Parallel Sparse Linear Algebra for Homotopy Methods

TLDR: It is shown that the efficiency of linear system solution by the adaptive GMRES(k) algorithm depends on the change in problem difficulty when the problem is scaled, as concluded analytically and experimentally.

Abstract: Globally convergent homotopy methods are used to solve difficult nonlinear systems of equations by tracking the zero curve of a homotopy map. Homotopy curve tracking involves solving a sequence of linear systems, which often vary greatly in difficulty. In this research, a popular iterative solution tool, GMRES(k), is adapted to deal with the sequence of such systems.

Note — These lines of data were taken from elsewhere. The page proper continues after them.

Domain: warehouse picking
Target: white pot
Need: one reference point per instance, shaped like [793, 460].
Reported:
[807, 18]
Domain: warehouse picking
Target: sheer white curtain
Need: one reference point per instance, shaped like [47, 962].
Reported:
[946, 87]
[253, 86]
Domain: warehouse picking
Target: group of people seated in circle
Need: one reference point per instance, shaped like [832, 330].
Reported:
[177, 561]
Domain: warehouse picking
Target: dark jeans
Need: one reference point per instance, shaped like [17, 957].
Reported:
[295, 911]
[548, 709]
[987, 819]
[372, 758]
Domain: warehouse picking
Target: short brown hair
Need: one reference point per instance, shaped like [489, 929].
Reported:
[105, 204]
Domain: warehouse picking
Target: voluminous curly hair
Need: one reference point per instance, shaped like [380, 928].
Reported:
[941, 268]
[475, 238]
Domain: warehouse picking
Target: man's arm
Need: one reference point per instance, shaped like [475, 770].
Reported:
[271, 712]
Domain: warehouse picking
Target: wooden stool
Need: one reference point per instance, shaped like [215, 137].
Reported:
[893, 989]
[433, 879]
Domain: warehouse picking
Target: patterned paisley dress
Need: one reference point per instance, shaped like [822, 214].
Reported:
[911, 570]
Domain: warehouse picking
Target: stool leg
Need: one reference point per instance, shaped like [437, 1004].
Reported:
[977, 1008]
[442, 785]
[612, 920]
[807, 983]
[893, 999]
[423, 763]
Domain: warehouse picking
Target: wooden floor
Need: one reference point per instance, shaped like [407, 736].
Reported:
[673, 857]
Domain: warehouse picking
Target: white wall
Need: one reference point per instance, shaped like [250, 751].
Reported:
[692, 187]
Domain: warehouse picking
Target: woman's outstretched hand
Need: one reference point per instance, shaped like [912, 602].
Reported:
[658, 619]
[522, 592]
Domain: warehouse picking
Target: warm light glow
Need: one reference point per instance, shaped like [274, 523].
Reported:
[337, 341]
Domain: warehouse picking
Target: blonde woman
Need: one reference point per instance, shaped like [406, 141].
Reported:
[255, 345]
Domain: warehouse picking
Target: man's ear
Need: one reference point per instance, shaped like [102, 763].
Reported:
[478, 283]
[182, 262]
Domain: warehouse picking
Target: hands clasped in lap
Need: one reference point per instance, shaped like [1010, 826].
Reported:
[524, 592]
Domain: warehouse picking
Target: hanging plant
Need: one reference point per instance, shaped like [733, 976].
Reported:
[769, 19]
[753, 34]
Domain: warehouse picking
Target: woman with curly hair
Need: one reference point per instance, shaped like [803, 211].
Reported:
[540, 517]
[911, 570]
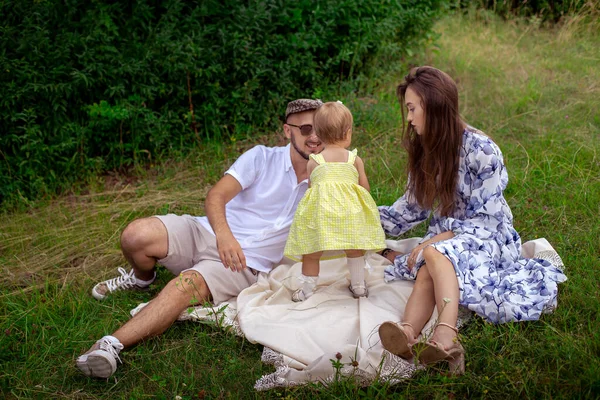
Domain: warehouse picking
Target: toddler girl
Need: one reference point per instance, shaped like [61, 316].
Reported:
[337, 212]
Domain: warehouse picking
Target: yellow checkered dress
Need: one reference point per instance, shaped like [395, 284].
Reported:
[336, 213]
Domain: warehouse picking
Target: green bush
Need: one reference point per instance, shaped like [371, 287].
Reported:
[91, 86]
[548, 10]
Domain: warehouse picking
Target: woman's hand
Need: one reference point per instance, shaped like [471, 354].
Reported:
[412, 258]
[390, 254]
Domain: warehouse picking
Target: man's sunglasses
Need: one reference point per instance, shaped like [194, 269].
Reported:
[305, 130]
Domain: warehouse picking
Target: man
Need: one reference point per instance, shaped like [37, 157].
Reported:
[248, 215]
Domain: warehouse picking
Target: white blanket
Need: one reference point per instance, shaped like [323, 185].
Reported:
[302, 339]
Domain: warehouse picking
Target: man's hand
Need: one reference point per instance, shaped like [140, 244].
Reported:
[231, 253]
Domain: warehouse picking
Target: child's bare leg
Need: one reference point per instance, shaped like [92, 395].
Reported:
[356, 265]
[310, 274]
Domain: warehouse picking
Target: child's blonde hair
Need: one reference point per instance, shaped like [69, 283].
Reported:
[332, 121]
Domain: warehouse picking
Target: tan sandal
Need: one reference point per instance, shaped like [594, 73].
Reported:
[435, 352]
[395, 340]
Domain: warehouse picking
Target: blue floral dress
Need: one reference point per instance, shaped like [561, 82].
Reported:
[494, 280]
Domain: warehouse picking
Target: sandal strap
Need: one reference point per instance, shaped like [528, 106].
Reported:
[455, 329]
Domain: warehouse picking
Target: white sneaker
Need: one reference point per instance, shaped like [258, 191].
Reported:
[127, 281]
[359, 290]
[101, 360]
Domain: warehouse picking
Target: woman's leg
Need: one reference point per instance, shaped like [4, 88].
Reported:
[420, 304]
[445, 287]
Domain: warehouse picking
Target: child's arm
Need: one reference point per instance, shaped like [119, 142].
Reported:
[362, 176]
[310, 166]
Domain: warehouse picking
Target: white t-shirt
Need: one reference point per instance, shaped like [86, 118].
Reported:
[261, 214]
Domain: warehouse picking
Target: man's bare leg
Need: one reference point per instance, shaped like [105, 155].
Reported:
[181, 292]
[143, 242]
[189, 288]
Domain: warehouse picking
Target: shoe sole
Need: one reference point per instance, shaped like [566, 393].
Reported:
[394, 340]
[97, 366]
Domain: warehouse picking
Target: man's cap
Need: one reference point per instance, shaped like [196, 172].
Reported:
[302, 105]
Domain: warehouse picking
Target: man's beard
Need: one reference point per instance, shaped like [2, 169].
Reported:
[302, 153]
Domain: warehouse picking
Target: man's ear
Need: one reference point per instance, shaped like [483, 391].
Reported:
[287, 131]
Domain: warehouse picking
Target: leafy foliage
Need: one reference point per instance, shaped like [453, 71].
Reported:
[95, 86]
[547, 10]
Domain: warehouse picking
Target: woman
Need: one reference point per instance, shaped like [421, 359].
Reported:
[471, 253]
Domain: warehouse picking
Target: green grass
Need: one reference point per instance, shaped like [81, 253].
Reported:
[535, 90]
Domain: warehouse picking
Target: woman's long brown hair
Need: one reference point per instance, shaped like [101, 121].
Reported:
[433, 156]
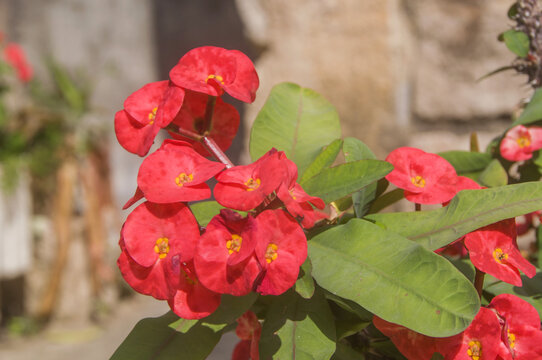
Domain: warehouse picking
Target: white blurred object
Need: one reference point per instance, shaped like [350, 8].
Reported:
[15, 229]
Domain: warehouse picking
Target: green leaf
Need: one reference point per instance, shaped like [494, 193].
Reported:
[153, 339]
[466, 162]
[517, 42]
[323, 160]
[531, 291]
[304, 286]
[345, 352]
[469, 210]
[494, 175]
[533, 110]
[205, 210]
[353, 150]
[341, 180]
[394, 278]
[296, 328]
[231, 307]
[296, 120]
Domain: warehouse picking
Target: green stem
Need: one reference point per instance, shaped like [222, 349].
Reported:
[209, 110]
[479, 282]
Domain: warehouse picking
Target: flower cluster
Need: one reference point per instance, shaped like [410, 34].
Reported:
[257, 242]
[520, 142]
[508, 328]
[430, 179]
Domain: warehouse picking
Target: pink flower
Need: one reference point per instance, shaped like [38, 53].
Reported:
[146, 111]
[281, 249]
[225, 260]
[426, 178]
[175, 172]
[520, 142]
[16, 57]
[211, 70]
[493, 250]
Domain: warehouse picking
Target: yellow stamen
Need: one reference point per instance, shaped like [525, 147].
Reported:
[524, 141]
[162, 247]
[152, 115]
[253, 184]
[183, 179]
[234, 244]
[418, 181]
[475, 350]
[218, 78]
[511, 339]
[271, 253]
[499, 255]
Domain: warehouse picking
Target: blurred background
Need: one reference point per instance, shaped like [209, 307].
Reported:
[400, 72]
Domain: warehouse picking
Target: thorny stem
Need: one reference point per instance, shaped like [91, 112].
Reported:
[209, 110]
[479, 282]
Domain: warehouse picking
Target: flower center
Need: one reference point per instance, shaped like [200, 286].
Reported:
[162, 247]
[152, 115]
[234, 244]
[218, 78]
[524, 141]
[252, 184]
[475, 350]
[183, 179]
[499, 255]
[511, 339]
[418, 181]
[271, 253]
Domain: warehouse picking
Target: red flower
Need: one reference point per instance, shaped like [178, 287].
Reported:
[493, 250]
[175, 172]
[281, 249]
[210, 70]
[410, 343]
[249, 330]
[151, 235]
[520, 142]
[191, 299]
[16, 57]
[297, 201]
[426, 178]
[246, 187]
[223, 126]
[521, 335]
[145, 112]
[480, 341]
[225, 260]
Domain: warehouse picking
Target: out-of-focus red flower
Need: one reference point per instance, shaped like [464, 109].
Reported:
[249, 330]
[525, 222]
[15, 56]
[410, 343]
[520, 142]
[493, 250]
[426, 178]
[480, 341]
[150, 237]
[225, 260]
[247, 186]
[191, 300]
[146, 111]
[211, 70]
[281, 249]
[297, 201]
[222, 128]
[521, 335]
[175, 172]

The proposed adaptive strategy of GMRES(k) allows tuning of the restart parameter k based on the GMRES convergence rate for the given problem. Adaptive GMRES(k) is shown to be superior to several other iterative techniques on analog circuit simulation problems and on postbuckling structural analysis problems. Developing parallel techniques for robust but expensive sequential computations, such as globally convergent homotopy methods, is important. The design of these techniques encompasses the functionality of the iterative method (adaptive GMRES(k)) implemented sequentially and is based on the results of a parallel performance analysis of several implementations. An implementation of adaptive GMRES(k) with Householder reflections in its orthogonalization phase is developed. It is shown that the efficiency of linear system solution by the adaptive GMRES(k) algorithm depends on the change in problem difficulty when the problem is scaled. In contrast, a standard GMRES(k) implementation using Householder reflections maintains a constant efficiency with increase in problem size and number of processors, as concluded analytically and experimentally. The supporting numerical results are obtained on three distributed memory homogeneous parallel architectures: CRAY T3E, Intel Paragon, and IBM SP2.